We sleep above the cellars of a Roman emperor’s palace, we stroll cobblestone streets lined with Baroque homes and shops. We march along the walls high atop Dubrovnik, with pumpkin tiled roofs that have sheltered homes for more than thirteen centuries.
And we dock our sailboat overnight on a seawall that was here when Turks invaded, when Marco Polo sailed past.
I am a history buff. I’ve died and gone to Dalmatia.
And then there’s the sheer splendour of Dalmatia’s surroundings.
The Adriatic here is royal blue and glitters in the sun like a king’s ransom. An emerald tapestry of islands – Hvar, Brač, Korčula among them – lounges just offshore.
We sail past a walled city – Sibenik – surmounted by stone fortress walls and a pair of ancient churches, we traverse a serpentine canyon protected by towering mountains, stark, rugged, yet strangely beautiful.
We make landfall near Krka Falls – cascades of shimmering water flowing to the Adriatic through a lush green valley shaded by pine-covered heights. We go for a swim; we hike through stands of primal forest where Turkish invaders once lurked.

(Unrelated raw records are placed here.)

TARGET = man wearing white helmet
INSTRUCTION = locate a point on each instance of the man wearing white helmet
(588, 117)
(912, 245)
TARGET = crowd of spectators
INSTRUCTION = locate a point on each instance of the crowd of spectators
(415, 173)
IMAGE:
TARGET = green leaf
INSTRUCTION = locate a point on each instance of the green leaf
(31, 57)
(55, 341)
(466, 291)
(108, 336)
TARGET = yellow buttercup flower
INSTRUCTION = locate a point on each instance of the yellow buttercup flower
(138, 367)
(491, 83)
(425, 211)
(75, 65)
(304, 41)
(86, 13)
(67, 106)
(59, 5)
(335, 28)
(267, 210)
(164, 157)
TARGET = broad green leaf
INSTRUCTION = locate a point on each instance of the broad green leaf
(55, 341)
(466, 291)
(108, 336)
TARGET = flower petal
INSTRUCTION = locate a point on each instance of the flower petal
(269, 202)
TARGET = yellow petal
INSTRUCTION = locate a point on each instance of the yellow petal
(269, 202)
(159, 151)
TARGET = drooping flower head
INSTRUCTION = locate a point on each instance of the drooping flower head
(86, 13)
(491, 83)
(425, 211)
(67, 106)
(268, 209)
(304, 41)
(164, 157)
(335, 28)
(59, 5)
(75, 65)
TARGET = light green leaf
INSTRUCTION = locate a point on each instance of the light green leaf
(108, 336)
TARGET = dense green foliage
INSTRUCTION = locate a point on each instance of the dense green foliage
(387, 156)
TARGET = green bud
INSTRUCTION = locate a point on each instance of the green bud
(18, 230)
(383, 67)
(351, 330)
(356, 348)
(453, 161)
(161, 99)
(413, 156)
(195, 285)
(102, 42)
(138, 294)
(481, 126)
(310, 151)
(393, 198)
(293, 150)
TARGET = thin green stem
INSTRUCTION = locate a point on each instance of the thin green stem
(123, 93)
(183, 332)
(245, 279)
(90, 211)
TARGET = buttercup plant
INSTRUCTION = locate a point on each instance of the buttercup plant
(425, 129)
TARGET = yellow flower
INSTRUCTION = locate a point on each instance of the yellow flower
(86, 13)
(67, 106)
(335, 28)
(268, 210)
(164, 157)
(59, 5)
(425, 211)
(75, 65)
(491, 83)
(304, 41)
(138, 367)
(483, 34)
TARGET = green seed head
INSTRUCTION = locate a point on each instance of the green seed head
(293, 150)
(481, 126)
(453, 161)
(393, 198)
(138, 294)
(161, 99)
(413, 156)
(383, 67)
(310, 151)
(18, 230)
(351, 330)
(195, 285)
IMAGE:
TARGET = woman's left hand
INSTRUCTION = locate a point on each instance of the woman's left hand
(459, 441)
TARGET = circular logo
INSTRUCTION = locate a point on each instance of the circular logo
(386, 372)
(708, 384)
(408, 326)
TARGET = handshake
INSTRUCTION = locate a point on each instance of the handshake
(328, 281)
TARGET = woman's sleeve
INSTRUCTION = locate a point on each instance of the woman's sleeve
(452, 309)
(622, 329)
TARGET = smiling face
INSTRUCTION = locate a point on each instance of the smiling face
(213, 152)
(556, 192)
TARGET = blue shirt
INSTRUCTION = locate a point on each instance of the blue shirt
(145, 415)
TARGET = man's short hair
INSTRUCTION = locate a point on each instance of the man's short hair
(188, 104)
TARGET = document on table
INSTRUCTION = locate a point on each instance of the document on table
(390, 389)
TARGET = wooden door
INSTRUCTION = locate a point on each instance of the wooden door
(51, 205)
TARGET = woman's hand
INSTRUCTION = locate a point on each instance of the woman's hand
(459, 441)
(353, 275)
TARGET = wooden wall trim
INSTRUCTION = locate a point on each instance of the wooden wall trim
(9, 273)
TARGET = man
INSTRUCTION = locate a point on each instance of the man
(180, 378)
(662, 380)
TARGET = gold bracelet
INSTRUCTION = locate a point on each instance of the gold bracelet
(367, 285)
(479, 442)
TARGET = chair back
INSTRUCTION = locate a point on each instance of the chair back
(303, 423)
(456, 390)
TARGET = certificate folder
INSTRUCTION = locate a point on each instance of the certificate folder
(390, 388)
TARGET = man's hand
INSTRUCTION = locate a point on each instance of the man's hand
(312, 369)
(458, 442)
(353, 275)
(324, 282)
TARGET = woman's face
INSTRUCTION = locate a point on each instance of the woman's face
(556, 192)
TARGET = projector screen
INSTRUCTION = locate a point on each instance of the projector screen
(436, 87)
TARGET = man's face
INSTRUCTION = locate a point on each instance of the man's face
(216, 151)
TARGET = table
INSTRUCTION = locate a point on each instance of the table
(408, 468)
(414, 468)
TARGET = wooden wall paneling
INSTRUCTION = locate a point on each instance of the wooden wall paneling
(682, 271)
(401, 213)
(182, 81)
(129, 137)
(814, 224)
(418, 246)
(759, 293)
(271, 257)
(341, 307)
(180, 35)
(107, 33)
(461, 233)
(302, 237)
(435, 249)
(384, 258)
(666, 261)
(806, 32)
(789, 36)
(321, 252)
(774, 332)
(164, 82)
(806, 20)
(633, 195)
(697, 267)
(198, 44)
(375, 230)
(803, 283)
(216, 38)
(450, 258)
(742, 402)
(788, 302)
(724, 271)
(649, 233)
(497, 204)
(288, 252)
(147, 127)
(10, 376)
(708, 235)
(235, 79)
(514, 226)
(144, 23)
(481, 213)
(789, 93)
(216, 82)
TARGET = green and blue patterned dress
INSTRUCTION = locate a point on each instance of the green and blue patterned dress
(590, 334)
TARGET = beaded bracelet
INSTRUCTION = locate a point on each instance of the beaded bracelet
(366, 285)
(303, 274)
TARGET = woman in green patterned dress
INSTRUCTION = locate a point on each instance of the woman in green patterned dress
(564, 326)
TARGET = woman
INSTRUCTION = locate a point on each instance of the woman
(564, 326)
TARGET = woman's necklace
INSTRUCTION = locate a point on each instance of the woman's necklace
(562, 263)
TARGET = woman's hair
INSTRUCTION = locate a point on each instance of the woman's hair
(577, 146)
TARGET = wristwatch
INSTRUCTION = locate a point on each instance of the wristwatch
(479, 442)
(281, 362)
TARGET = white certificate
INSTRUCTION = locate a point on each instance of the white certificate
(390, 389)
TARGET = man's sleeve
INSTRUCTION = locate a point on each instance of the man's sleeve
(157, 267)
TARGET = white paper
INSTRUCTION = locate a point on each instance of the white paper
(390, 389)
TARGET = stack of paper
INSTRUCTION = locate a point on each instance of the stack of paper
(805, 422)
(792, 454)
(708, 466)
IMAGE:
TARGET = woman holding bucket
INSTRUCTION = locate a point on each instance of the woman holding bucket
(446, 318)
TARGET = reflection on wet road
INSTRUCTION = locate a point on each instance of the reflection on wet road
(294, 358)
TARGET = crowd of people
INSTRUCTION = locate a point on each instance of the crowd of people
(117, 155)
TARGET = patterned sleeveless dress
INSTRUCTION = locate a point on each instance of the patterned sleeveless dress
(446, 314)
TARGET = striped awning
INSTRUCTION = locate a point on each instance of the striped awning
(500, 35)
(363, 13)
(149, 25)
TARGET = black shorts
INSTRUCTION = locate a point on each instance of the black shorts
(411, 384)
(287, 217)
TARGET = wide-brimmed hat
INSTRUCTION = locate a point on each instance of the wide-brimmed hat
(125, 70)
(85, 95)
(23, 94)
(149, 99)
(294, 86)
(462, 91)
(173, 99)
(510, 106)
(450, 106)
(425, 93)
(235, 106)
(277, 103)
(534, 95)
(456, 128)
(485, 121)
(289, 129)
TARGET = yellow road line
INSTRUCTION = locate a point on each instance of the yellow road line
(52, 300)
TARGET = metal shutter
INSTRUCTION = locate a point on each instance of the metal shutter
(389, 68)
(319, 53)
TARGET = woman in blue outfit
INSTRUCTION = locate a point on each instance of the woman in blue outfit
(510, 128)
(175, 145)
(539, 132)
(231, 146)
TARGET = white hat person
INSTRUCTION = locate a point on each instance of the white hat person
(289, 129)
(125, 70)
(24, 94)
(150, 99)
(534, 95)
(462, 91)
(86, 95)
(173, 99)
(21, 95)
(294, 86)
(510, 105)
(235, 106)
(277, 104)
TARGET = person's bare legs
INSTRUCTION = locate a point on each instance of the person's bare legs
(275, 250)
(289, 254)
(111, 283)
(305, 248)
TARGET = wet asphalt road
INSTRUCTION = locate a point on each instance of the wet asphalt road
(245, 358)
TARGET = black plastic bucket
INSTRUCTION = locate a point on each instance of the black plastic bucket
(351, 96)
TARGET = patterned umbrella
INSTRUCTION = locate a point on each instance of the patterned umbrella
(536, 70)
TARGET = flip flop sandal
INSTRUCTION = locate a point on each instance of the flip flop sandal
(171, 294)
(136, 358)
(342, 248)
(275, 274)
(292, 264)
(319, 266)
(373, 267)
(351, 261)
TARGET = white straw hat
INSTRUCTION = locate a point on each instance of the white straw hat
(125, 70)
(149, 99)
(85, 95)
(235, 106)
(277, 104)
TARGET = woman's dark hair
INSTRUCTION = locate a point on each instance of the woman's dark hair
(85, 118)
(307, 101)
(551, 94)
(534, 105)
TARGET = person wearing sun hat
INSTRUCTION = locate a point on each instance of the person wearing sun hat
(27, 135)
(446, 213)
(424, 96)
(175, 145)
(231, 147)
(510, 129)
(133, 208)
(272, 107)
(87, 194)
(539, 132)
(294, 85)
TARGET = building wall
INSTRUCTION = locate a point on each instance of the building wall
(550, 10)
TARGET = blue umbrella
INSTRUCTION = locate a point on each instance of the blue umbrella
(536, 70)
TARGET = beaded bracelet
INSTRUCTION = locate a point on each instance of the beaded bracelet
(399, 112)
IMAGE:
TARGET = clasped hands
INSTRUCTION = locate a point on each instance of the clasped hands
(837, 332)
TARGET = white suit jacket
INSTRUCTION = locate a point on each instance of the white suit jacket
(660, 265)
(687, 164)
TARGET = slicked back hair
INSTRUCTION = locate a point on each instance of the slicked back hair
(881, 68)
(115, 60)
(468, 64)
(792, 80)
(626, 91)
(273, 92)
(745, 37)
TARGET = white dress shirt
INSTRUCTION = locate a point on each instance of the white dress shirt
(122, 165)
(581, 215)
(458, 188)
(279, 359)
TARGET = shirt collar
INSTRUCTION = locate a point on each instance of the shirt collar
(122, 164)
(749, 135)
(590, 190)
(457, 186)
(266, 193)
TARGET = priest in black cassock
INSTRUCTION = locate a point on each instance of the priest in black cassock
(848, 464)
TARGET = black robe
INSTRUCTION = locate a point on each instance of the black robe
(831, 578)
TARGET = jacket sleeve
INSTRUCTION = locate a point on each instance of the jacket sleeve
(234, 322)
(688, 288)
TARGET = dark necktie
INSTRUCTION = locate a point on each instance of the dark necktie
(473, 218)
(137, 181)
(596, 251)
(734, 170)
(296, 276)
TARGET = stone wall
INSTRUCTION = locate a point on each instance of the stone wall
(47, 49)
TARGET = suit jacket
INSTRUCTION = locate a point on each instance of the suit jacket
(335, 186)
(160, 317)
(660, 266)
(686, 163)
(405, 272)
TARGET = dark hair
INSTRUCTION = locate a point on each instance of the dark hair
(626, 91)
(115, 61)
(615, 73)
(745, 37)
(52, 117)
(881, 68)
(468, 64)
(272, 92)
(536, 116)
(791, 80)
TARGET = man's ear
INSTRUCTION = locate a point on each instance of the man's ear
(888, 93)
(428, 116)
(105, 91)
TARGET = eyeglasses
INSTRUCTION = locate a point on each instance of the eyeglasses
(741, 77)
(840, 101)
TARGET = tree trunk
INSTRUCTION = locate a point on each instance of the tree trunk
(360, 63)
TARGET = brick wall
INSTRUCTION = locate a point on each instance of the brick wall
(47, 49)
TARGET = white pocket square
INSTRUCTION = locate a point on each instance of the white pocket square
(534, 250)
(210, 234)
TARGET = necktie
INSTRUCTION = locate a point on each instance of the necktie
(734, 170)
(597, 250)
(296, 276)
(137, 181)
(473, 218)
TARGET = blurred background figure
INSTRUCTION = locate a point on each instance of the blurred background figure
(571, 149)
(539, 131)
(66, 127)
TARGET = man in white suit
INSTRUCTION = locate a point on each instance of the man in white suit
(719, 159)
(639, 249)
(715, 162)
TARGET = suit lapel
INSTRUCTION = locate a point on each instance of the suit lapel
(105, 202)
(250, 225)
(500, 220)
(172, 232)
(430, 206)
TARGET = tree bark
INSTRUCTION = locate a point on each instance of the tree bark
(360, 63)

We cruise the Kornati Islands, lunar landscapes lapped by limpid waters.
We sail east, stopping for lunch between two tree-covered islands, swimming in crystal clear waters the colour of the Caribbean.
We stop on our way back to Zlarin Island, letting our sails flog, the boat drifting while five, six, seven dolphins cavort mere metres from our starboard beam.
And we are silent, inhaling the sheer splendor here like breaths of mountain air.
One more entry in a dossier of Dalmatian delights.